Gabriela Bastos Porsani, Carlos Fernández Bandera
Languages: English | Pages: 10 pp
Bibliographic info:
42nd AIVC - 10th TightVent - 8th venticool Conference - Rotterdam, Netherlands - 5-6 October 2022

By 2050, the European council proposed to achieve total decarbonization in buildings. In this way, building energy models are key factors to predict the energy consumption in the design, use and retrofit stages. However, these models may present a relevant gap between predicted and measured energy performance, which should be minimised by cutting uncertainties with real data. Air leakage is one of the main uncertainties and causes of increasing building loads by renovating the indoor air in an uncontrolled way. Nevertheless, many energy modellers do not have a solution for this parameter.

Therefore, the two main goals of this study are to find the most accurate dynamic infiltration model and to verify if it can be extrapolated to different periods and wind data. For this reason, an experiment of tracer gas with CO2 was carried out in the south room of a flat in Pamplona, Spain. The experiment was conducted for 40 days, 18 in summer (9 for training and 9 for checking), 11 in winter and 11 in spring for checking.

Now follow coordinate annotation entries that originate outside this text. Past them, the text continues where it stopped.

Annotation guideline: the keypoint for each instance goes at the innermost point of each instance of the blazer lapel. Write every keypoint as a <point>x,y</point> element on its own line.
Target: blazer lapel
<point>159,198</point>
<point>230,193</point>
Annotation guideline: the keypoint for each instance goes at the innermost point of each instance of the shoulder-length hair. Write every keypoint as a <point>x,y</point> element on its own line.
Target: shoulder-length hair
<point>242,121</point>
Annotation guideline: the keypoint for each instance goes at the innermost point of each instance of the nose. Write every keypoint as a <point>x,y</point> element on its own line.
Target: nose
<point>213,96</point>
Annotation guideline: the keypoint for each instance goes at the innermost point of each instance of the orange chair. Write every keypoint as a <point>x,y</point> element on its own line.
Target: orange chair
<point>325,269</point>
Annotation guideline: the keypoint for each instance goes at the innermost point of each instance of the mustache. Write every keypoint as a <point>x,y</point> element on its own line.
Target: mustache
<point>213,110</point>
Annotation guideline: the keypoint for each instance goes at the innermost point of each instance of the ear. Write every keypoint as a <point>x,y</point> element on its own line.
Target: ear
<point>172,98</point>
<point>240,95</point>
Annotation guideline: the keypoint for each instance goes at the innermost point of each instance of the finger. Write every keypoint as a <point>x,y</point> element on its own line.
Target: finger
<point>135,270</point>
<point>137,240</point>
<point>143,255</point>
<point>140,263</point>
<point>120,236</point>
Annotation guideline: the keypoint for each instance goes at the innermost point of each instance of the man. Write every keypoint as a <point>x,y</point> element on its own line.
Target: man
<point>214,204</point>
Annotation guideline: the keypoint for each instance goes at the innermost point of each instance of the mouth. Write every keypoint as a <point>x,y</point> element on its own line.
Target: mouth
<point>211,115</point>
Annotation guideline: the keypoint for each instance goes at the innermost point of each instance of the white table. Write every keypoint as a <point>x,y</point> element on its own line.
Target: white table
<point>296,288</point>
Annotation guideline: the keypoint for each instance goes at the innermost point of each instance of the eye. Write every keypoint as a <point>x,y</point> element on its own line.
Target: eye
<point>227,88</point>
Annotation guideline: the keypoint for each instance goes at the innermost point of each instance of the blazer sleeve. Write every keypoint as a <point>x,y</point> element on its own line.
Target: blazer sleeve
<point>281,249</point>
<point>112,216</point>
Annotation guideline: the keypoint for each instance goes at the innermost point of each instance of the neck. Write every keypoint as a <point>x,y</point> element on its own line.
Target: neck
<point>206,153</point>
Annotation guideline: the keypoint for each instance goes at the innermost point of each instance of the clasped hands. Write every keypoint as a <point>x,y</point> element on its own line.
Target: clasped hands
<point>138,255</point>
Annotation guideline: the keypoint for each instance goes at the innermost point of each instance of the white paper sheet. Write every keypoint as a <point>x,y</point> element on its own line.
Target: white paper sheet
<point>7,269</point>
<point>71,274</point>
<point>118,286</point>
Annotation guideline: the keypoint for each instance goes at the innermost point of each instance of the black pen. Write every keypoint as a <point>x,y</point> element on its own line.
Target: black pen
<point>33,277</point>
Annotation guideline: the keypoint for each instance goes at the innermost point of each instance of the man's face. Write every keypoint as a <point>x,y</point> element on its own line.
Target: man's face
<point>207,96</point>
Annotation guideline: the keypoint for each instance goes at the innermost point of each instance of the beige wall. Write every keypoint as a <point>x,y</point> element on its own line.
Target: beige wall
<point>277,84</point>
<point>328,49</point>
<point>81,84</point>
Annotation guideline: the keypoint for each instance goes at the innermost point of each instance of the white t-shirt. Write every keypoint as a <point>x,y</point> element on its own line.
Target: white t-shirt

The Design Flow Rate EnergyPlus object was chosen to calculate infiltration, which, in turn, fed the multi-points decay equation to generate the simulated CO2 curve. Then, to find the best coefficients of this object, the performance of multivariable regressions was done based on the objective function of minimising the mean absolute error between predicted and measured CO2 concentrations. As wind plays an important role in the calculation of air leakage, this process was made using different wind data: one from in-situ sensor and three from a nearby meteorological station (a global wind with all directions, a westbound wind and an eastbound wind), in order to analyse which one was the best to predict the air leakage. The most precise training model was applied in the checking periods to test its robustness to time and wind data. To evaluate these models, the ASTM D5157 Standard Guide for Statistical Evaluation of Indoor Air Quality Models and Taylor Diagrams were used.

As a result, the models created from the in-situ data and from the west wind of the weather station best represent the measured CO2. They present 14% better performance than the model generated with the global wind from the weather station, the latter usually applied in building energy simulations. The in-situ wind data developed coefficients specific to the test space that can be extrapolated to other seasons and weather conditions without losing their quality. Even models that did not meet ASTM D5157 criteria in the training period passed the standard with in-situ coefficients. This study is a step forward in reducing the infiltration uncertainty and corresponds to a cost-effective solution, since with only 9 days of training, it is possible to obtain coefficients that generate accurate air leakage values at other seasons and with wind from the weather station, which is easier to collect than in field measurements.